Prof. Dr. Ni Made Ratminingsih, M.A. (BP/Istimewa)

Oleh Prof. Dr. Ni Made Ratminingsih, M.A.

Kepemimpinan atau dalam bahasa Inggris disebut leadership mengacu pada kemampuan seseorang memimpin, menggerakkan, mengarahkan, mengatur, mempengaruhi, dan memotivasi, serta menginspirasi orang-orang yang dipimpin untuk mencapai suatu tujuan. Seseorang yang disebut pemimpin dapat bermula dari skup terkecil, yakni seorang bapak atau ibu yang memimpin sebuah rumah tangga.

Kemudian semakin meluas seiring dengan semakin banyaknya orang-orang dan luasnya wilayah yang dipimpin, seperti seorang ibu yang mempimpin kelompok PKK di desa, seorang guru yang memimpin peserta didik di kelas, seorang kepala sekolah yang memimpin sebuah sekolah, seorang kepala desa yang memimpin sebuah desa, seorang camat yang memimpin sebuah kecamatan, seorang bupati yang
memimpin sebuah kabupaten, seorang gubernur yang memimpin sebuah propinsi sampai dengan seorang presiden yang memimpin sebuah negara.
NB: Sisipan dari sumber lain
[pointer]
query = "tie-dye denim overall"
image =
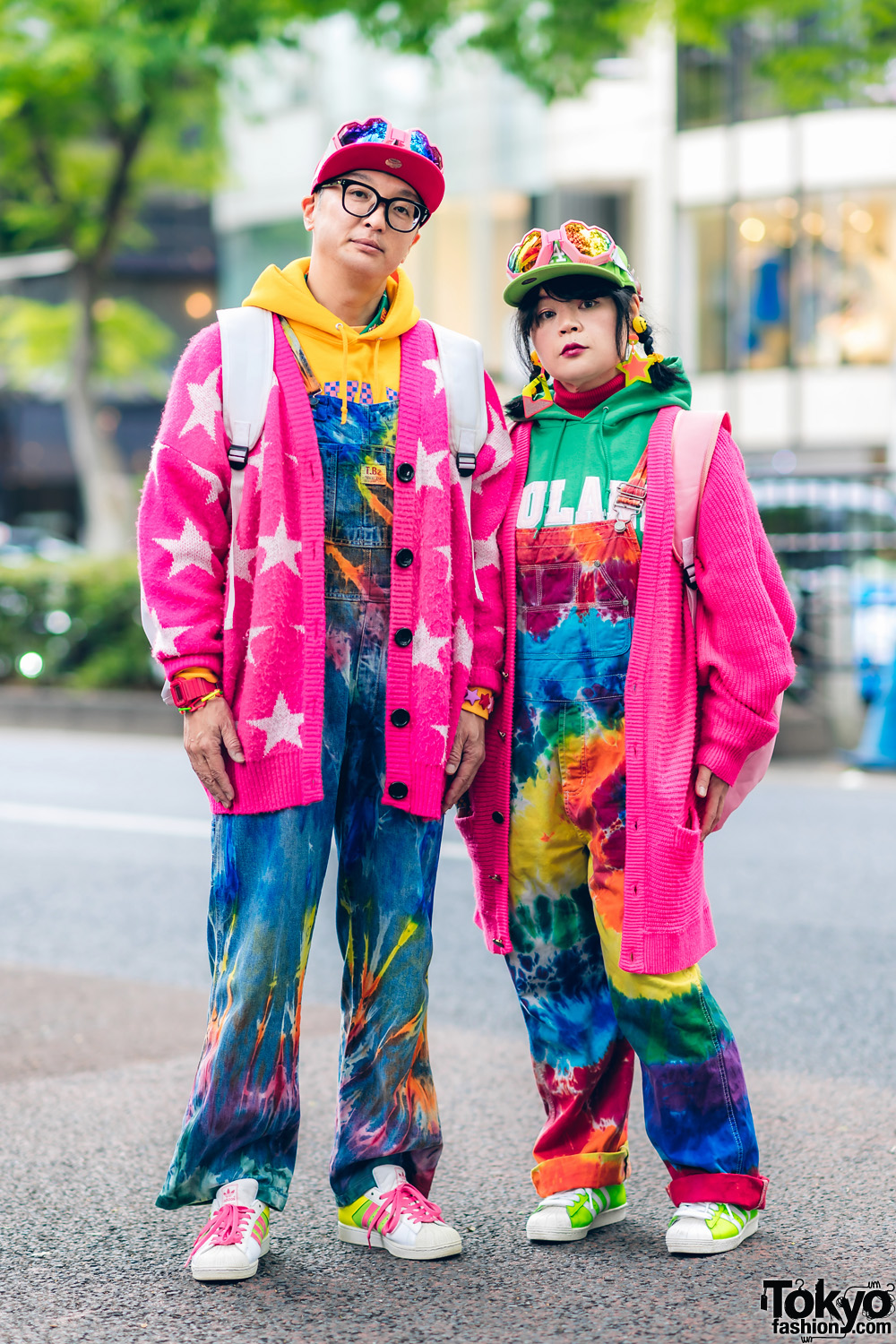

Menjadi pemimpin tentu tidak mudah, karena
seorang pemimpin harus memiliki beberapa
kualitas pribadi yang memenuhi persyaratan.
Belajar dari pemimpin besar Mahatma Gandhi,
ada beberapa prinsip utama yang perlu dijadikan
acuan untuk menjadi pemimpin. Pertama, seorang
pemimpin hendaknya menghindarkan dirinya
menggunakan kekerasan (ahimsa) terhadap
mereka yang dipimpin. Kekerasan yang dimaksud tentu bukan hanya kekerasan fisik seperti penganiayaan dan pembunuhan, namun juga kekerasan verbal dengan menggunakan kata-kata kasar, caci maki, hujatan, sumpah serapah, dan berita hoaks.

Baca juga:  Meneguhkan Pentingnya ”Sustainable Tourism”

Justru bentuk-bentuk kekerasan verbal lebih keji daripada pembunuhan. Seorang guru misalnya hendaknya menggunakan kata-kata yang sugestif untuk mempengaruhi peserta didik yang malas dan kurang termotivasi belajar, supaya mereka mampu mengubah dirinya untuk menjadi lebih baik.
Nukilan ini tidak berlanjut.